先客がほぼ全て持っていってしまったようだったが、運良く死体の下にあった4つの缶を見つけることが出来た。
ただしそれが原因で体が汚れているのでどこかで洗わなくてはいけないが。
この体が小さいとはいえ1日を満足に動くには最低2缶は必要になる。
そうなるとどうにかして食い扶持を確保しなければならないのだが……生憎ここは日本どころか地球かすら怪しい土地。
こんな所の植物の知識なんて無い。
実が成っている植物はあるが、銀杏等毒がある例はいくらでもあるので迂闊には手を出せない。
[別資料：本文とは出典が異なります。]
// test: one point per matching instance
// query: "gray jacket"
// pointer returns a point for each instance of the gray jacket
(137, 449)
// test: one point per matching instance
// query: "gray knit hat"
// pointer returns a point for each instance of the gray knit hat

やるならば動物か昆虫になるのだが……昆虫では大して栄養にならないし動物を捕まえる体力も知識も無い。
「どうすっかな……ん?」
とにもかくにも誰かがまた来たら面倒ごとになる。
さっさと逃げ出そうとリュックを背負って歩き出すと、卵から音がした。
卵の正面に回ると、パキパキと罅が入っている。
俺が見ている間にどんどん罅は大きくなっていき――
「キュイ!」
「え?」
完全に割れた卵から出てきたのは……グリフォンだった。
俺を親だと思っているのか体をすりつけ、可愛い鳴き声を発している。
確かに見た目は可愛い。
……ただし、既に俺の半分近くある体長を除けばだが。
「なにこれ?」
「キュイ?」
首をかしげる不可思議生物を撫でながら、俺はまた思考を放棄した。